The New Testament Church and Its Work
A. C. Grider
Christ said he would build His church (Matthew 16:18). That he built it is evidenced by the fact that Luke says He added people to it day by day as they were being saved, (Acts 2:47). This church is the body of Christ and He is the head of it, (Ephesians. 1:22-23). The church which Jesus built is essentially the "New Testament Church."
This New Testament church was the "pillar and ground of the truth" (1 Timothy 3:15). It had fellowship in the gospel (Philippians 1: 5) and sent to have the word proclaimed (Philippians 4:15). Thus the church fulfilled one of its main obligations by sounding out the word so sinners could be saved by the gospel, the power of God (Romans 1:16).
This New Testament church also engaged in the work of edifying the body of Christ (Ephesians 4:12). The members of the church were "fed" and led by the elders as the borders of the kingdom were spread (Acts 20:28; 1 Peter 5: 13). Thus the church fulfilled another of its main features or obligations by teaching and admonishing the members (Ephesians 5:19; Colossians 3:16).
This New Testament church engaged in benevolent work among its needy members as circumstances arose which made it necessary for them to have some assistance (Acts 2:44-45; 4:34-35; 6:1-7; 11: 27-30). And so the church fulfilled its obligations in this field.
Aside from the work of evangelism and the work of edification and the work of benevolence, the New Testament church did nothing (Ephesians 4:12). To be a New Testament church, a congregation today must engage in these three works to the extent of its ability and must not go on and do other things that might seem to be "good works."
All of the work of the New Testament church was done under the oversight and supervision of the elders of the local congregations (Acts 20:28 and 1 Peter 5:1-3). At no time did a group of elders in a local church attempt to do a work for all of the churches. And at no time did any group of local elders take possession or charge of any of the work, resources, or oversight of any work except the work they did as a local congregation. There was no pooling of resources to pay for any work in evangelism, edification or benevolence. No church planned work it could not pay for. No church solicited money in order to carry on a work it had planned or undertaken.

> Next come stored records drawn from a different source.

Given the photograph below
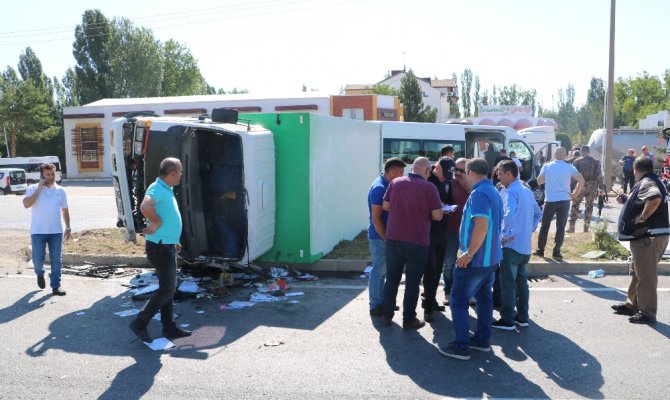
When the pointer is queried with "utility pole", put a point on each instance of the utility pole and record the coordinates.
(609, 111)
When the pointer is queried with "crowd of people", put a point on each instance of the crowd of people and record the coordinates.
(452, 219)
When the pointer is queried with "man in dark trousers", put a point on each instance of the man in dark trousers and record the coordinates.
(644, 222)
(162, 245)
(412, 203)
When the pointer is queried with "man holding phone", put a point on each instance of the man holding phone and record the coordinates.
(48, 201)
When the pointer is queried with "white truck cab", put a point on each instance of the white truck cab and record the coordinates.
(227, 193)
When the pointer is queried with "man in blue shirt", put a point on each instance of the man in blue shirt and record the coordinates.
(160, 208)
(481, 252)
(517, 230)
(393, 168)
(556, 176)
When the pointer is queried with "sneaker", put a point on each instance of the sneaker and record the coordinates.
(454, 351)
(622, 309)
(506, 326)
(141, 333)
(479, 345)
(640, 318)
(519, 323)
(176, 332)
(416, 324)
(377, 311)
(40, 282)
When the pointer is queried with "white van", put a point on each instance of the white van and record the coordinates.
(227, 192)
(12, 180)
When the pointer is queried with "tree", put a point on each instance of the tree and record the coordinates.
(181, 75)
(412, 99)
(466, 84)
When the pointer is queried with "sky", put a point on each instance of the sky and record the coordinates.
(273, 47)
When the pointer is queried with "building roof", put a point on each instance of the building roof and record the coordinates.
(440, 83)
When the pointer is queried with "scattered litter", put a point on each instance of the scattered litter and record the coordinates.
(127, 313)
(189, 287)
(596, 273)
(160, 344)
(594, 254)
(236, 305)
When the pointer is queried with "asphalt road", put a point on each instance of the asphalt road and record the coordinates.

At no time and under no circumstances in evangelism and edification did any congregation send any aid to another congregation. Only in the field of benevolence (and that when a local church had more indigent saints than it could, care for) did one congregation send help to another congregation. This help always ceased as soon as the need was met. The idea of permanent works by congregations requiring continuing assistance from another congregation is not found in God's word.